“I am the opposite
of all the anxiety that I present in my work.”
Marchal Mithouard
Marchal Mithouard
The Sorbonne
trained French artist Marchal
Mithouard, who is arguably better known by his street tag name of Shaka, has for
the last 16 years been showing his work in galleries although when time permits
the 40 year old likes to return to the freedom of his youth.
As he told the Underground Paris project’s Fernanda Hinke “My canvases are big paintings in a
graffiti style, but is not about graffiti. You can make as many graffiti
canvases for a gallery as you want, but it will never be graffiti. Graffiti is
on a wall, on the street, and illegal. If I go to streets, I want to have the
feeling of what graffiti is. To be honest, I don’t really appreciate doing
legal walls on the streets, you have a lot of photographers behind you, there’s
no freedom. If I have time, I like to go out in the streets to make
interventions during the night, alone or with my crew, DKP, in the real way
that graffiti is about.”
Mithouard
grew up in suburban Paris and started decorating the streets as a teenager.
“I started to do oil painting when I was nine years
old. When I came to graffiti, I already had an oeuvre of canvases at home.
By the time I was eighteen, my friends and I were students and we did not want
to stay at home or paint in a studio. We were looking for fun and graffiti was
a way of combining both. Graffiti was really expressive for me. I was
not being judged, I was free, I had a new name, I was excited, with good
feelings and vibrations. That’s how I discovered a new way to paint… When I
started to do graffiti it was just for fun; later, I realized how I could mix
graffiti and more traditional painting.

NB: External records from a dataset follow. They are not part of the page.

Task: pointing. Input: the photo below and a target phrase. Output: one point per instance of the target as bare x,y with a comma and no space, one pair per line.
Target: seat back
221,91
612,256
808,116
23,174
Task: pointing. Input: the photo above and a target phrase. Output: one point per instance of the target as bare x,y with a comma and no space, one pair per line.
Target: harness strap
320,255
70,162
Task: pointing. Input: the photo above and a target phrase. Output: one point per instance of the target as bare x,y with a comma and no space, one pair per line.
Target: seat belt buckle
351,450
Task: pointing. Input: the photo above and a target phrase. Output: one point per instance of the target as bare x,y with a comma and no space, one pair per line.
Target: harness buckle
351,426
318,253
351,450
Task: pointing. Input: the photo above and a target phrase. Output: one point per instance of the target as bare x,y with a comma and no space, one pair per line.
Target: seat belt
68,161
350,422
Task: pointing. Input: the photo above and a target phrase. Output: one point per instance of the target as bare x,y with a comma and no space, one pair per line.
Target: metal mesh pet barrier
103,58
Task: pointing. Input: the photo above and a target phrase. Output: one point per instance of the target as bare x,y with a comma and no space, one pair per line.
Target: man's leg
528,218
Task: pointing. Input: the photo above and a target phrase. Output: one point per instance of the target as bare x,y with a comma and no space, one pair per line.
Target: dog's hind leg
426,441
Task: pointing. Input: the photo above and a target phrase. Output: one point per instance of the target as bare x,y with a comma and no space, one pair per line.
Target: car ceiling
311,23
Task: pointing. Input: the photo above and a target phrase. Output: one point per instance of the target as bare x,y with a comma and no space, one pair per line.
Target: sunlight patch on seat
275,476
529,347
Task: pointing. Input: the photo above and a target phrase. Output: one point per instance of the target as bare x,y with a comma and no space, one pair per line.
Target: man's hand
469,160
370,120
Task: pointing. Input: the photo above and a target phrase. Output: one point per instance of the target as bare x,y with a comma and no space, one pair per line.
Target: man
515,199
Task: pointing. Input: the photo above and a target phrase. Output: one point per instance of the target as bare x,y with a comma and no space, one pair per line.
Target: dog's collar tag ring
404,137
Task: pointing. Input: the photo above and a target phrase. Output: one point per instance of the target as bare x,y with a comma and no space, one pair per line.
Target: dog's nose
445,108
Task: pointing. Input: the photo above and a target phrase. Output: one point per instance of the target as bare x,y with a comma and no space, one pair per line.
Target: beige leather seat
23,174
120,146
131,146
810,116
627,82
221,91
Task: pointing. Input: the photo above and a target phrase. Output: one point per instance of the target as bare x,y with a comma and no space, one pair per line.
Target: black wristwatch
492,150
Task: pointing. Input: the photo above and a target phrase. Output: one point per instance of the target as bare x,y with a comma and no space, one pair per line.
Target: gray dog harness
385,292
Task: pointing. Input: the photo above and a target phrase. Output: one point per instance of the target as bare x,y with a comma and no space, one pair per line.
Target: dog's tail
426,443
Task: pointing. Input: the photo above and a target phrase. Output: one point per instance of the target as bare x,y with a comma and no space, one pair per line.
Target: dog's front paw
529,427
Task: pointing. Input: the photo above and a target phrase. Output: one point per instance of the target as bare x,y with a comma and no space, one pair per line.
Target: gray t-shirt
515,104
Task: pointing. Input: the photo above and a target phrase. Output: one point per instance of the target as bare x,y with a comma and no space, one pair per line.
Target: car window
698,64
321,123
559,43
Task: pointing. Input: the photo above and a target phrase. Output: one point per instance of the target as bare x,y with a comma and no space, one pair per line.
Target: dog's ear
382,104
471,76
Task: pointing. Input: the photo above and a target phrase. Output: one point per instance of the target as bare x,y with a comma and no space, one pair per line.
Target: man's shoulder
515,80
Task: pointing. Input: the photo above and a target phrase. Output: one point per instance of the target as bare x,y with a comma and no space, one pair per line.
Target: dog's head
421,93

Nowadays, my work is a result of all
these experiences. I like to mix all of this, in fact it’s the way hip hop
exists, mixing things to make music. I work in the same way on canvas,
making sculptures, and doing graffiti,” he explained.
Mithouard claims to be the antithesis of the anger and
violence inherent in his work through which he attempts to provoke a reaction
to the negative aspects of the human condition.

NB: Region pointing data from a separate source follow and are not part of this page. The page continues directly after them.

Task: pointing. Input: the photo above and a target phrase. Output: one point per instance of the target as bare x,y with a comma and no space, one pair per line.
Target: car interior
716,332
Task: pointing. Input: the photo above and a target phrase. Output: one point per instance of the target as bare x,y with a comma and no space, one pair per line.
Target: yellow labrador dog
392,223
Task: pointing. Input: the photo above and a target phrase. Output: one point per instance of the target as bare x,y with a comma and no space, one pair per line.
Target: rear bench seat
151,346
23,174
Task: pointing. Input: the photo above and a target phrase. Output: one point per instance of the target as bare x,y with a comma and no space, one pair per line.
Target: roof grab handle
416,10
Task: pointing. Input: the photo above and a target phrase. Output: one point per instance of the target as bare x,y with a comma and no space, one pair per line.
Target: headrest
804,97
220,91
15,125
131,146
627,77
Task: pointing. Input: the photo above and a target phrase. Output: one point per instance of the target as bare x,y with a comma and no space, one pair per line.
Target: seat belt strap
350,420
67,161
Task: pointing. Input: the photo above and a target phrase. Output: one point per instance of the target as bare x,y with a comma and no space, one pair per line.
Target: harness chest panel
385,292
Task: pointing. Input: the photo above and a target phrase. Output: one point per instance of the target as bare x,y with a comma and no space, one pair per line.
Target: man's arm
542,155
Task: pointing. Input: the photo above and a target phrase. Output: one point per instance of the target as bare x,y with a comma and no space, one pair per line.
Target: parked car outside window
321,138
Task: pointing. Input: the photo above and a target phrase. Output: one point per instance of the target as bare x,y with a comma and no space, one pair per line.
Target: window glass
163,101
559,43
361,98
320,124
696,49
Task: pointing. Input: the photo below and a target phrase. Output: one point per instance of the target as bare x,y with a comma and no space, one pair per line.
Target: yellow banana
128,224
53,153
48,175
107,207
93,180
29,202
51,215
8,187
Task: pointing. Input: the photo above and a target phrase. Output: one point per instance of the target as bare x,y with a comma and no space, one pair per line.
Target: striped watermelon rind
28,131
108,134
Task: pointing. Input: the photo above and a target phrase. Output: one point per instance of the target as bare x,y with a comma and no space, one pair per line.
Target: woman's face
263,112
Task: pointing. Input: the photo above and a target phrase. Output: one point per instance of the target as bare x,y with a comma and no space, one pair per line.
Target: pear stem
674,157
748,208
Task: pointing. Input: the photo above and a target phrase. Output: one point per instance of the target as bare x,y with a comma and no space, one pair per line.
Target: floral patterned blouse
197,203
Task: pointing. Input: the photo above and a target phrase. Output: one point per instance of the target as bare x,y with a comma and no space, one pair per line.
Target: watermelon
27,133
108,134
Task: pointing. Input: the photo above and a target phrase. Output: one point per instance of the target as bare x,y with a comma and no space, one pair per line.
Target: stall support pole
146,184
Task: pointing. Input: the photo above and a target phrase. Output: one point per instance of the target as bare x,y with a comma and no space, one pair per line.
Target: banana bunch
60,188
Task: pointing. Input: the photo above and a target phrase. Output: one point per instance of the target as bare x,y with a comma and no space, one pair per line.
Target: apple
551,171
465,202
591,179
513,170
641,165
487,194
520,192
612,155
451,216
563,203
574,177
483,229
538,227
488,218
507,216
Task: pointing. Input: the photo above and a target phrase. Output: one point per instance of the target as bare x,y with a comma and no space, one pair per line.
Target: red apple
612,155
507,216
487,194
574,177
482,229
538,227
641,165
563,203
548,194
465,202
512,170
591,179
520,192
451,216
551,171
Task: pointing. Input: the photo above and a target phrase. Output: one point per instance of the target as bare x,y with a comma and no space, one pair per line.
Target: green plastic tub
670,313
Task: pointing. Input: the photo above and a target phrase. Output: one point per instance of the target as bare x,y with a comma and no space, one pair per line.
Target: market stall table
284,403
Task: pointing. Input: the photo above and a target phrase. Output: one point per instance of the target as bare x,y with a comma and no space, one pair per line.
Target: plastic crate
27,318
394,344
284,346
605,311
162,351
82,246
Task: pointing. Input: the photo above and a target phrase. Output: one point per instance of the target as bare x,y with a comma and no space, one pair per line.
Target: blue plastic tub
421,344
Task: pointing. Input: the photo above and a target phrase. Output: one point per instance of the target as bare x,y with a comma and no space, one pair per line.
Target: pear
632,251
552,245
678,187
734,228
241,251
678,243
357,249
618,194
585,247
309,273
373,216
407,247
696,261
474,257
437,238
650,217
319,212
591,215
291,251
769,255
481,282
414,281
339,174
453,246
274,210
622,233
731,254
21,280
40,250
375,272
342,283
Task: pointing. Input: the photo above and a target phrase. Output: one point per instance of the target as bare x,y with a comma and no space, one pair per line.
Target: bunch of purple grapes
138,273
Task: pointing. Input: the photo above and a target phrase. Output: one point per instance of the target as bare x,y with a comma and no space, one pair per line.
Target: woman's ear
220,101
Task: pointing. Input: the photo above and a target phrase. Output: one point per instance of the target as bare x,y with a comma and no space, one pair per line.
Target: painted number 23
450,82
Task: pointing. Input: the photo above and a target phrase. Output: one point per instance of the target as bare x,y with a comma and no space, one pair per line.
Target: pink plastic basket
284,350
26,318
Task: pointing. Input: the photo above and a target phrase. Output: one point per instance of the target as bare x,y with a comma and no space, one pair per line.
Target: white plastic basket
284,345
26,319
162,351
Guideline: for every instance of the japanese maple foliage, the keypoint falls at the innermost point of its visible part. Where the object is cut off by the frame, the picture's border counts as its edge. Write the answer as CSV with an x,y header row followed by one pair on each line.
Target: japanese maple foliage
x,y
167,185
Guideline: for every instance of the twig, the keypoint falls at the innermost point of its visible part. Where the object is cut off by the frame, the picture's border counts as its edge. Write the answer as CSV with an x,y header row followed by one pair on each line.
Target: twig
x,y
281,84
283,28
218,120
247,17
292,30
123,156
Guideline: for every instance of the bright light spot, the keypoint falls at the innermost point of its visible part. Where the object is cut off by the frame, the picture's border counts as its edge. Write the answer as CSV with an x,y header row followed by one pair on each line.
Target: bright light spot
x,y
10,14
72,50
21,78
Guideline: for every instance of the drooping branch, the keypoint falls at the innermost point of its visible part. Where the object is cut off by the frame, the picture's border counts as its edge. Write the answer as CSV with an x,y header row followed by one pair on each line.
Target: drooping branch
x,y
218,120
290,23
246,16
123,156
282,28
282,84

As he has said “I am a very calm person, except when I
am in traffic. I have a group of friends since my childhood, my relationship
with my family is very positive… I have
sixteen personages, [in my paintings] they are all my family and friends.

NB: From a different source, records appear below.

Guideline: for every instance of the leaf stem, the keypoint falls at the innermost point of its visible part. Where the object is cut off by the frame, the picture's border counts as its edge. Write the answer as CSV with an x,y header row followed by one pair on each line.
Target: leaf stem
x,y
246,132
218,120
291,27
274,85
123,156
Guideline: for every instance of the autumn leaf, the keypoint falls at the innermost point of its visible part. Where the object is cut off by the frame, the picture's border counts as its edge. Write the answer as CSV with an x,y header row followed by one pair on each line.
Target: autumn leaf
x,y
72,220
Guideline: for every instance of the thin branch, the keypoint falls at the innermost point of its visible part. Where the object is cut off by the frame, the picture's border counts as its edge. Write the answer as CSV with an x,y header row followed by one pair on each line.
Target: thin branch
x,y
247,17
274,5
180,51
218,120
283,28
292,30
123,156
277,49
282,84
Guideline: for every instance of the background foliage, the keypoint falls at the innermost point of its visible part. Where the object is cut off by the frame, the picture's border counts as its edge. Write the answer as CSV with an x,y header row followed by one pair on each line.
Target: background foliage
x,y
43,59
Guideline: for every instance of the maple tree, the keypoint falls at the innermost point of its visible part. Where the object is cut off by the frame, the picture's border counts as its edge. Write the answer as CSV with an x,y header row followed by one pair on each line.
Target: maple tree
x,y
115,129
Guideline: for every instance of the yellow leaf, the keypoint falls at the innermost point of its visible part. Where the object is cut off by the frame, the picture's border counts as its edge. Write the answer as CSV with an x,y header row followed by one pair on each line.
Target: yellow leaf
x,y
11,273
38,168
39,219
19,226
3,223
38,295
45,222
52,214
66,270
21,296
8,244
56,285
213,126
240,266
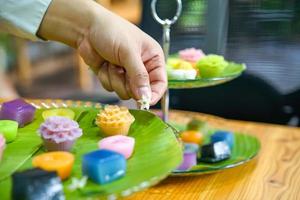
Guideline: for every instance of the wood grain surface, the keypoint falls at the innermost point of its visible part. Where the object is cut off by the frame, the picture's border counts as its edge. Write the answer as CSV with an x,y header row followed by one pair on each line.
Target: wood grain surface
x,y
273,174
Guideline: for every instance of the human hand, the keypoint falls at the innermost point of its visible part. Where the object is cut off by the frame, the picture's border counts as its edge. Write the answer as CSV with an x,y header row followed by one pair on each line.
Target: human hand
x,y
126,60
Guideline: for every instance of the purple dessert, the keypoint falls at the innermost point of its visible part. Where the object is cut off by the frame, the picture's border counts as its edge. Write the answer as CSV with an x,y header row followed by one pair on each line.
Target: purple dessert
x,y
189,156
17,110
59,133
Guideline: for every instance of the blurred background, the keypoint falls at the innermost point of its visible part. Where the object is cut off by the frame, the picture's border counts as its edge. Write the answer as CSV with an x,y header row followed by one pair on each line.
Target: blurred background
x,y
264,34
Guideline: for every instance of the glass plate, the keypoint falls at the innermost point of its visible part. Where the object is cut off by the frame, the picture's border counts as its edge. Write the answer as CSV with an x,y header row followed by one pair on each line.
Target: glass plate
x,y
245,148
155,143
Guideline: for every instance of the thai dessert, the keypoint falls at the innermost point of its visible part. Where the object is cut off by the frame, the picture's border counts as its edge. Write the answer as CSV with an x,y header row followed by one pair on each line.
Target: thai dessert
x,y
2,145
103,166
211,66
215,152
114,120
17,110
189,156
59,161
9,129
223,136
191,54
178,69
36,184
192,136
59,133
62,112
118,143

Behind the violence and my energetic color palette, there is a message of
sensibility. It’s all about human expression, the movement of their bodies
representing the struggle for individuality in social power politics. I like to
compare my paintings with how governments work. With the end of the American
dynasty for example. One personage will fall for sure, but because of its
selfishness and violence, it will push others to fall down with it. I want to
provoke a reflection about this selfishness in human behavior.